返答の声が裏返った。あれ、変なこと言ったっけ。驚愕している目の前の顔を、まじまじと見る。
私の正面で直立したまま、堀が鹿島に向かって、今にも掴みかからん迫力で怒号した。

「鹿島!長谷部に一体何吹き込みやがった!」
「え?憧れの相手に会った時どうするって聞かれたので、握手とサインと写真って言っただけですよ」

そうだよ、本当にそれだけだよ。
何がお気に召さなかったのかはわからないけど、つかつかと鹿島の元に歩み寄り、堀は蹴りを繰り出した。クリーンヒット。
うわ、これは理不尽かも。大丈夫かな、鹿島。床に撃沈した演劇部の王子の姿を、息を切らしながら見下ろす堀の元に向かう。
でも、今日も良い蹴りですねとか何とか言っている様子を見るに、杞憂だったらしい。ほっとする。というより、蹴りを入れられても堀のことを讃えてるって、それもう最早崇拝してるようなもんだよね、鹿島。

「長谷部?」
「!?」

ああ、もう、ダメだ。不意打ちはずるいよ、心臓に悪すぎる。私の気配に気づき、振り向いた堀の顔を視界に入れた途端、恥ずかしさとか気まずさとかが一気に押し寄せてきて、蘇るのは件の言葉。

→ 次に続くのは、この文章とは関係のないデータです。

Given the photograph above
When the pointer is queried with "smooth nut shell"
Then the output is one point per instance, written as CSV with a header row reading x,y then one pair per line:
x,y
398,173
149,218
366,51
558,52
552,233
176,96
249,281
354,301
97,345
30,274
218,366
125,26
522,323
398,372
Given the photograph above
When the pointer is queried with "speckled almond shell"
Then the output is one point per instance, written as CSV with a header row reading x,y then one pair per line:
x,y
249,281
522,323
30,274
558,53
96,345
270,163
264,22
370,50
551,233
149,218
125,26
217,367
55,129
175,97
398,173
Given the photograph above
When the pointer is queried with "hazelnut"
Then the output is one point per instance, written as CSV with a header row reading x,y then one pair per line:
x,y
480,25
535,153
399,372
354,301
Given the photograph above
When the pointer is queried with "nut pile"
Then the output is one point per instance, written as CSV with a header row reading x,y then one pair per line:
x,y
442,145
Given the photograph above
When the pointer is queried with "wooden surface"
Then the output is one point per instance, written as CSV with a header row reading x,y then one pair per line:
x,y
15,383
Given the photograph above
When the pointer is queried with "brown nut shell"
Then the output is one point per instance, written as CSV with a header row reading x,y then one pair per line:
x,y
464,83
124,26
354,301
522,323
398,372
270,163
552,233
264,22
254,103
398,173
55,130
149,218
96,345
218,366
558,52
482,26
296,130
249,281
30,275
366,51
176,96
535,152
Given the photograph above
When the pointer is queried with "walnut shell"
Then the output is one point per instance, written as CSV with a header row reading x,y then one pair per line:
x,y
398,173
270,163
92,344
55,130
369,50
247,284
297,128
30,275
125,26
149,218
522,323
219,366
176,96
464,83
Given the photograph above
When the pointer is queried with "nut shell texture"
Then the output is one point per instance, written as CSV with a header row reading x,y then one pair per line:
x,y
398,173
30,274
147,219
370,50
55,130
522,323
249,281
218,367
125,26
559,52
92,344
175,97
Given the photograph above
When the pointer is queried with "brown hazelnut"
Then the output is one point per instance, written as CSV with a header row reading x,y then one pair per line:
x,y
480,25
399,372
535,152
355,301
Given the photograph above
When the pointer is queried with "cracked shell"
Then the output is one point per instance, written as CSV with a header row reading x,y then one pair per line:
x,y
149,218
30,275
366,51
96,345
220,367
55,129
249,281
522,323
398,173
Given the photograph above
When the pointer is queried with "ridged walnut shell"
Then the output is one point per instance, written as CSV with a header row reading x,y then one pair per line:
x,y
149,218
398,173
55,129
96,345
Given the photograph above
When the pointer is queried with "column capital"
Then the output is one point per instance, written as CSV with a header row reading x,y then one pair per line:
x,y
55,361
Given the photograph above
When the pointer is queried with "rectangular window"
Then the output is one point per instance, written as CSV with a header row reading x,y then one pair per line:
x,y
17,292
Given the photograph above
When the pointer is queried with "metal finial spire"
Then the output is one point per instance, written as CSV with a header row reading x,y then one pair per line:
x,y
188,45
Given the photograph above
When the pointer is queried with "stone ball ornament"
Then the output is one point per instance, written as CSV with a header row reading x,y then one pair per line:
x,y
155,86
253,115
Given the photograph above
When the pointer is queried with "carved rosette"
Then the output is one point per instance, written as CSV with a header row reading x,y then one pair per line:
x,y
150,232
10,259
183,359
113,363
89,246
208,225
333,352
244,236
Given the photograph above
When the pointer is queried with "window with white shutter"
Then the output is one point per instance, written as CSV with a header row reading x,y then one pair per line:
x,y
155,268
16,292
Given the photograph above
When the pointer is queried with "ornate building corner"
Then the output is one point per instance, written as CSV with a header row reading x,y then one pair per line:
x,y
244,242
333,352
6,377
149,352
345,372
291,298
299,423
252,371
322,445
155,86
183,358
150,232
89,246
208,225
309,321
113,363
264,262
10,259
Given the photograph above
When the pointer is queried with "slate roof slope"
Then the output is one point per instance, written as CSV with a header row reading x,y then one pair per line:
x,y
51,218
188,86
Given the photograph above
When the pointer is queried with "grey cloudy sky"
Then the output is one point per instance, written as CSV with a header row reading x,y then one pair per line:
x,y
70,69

ほんの一欠片でも、君の人生の一部になれたのなら。俺のこの生涯にも、意味が見出せるというものだ。

僅かでも油断したら、気を緩めてしまったら、甘い声音がぐるぐる回り続ける。とんでもなく重症だ、私。

あ、そうか。きっと、この奇妙な場の雰囲気に呑まれちゃったんだよ。だからこんなにテンションが上がっちゃってるんだ。誰に言うともなく小さく言い訳し、そっと堀の腕に手を伸ばし。堀の着ている制服、半袖シャツの袖を引っ張り、少し屈んだ彼の耳元で囁く。

「あのね、やっぱりね。堀って凄いね。最高にかっこいいよ」
「な……!」

ずーっと、私の頭から離れてくれない仕返しだよ、ばーか。
真っ赤になった相手の顔を確認し、べえっと舌を出しておどけてみせる。やられっぱなしじゃ済まないんだから。

ねえ、もっとかっこいいとこ見せてよ、王子様。堀を茶化してみると、馬鹿って言いながら、くしゃりと優しく髪を撫でられた。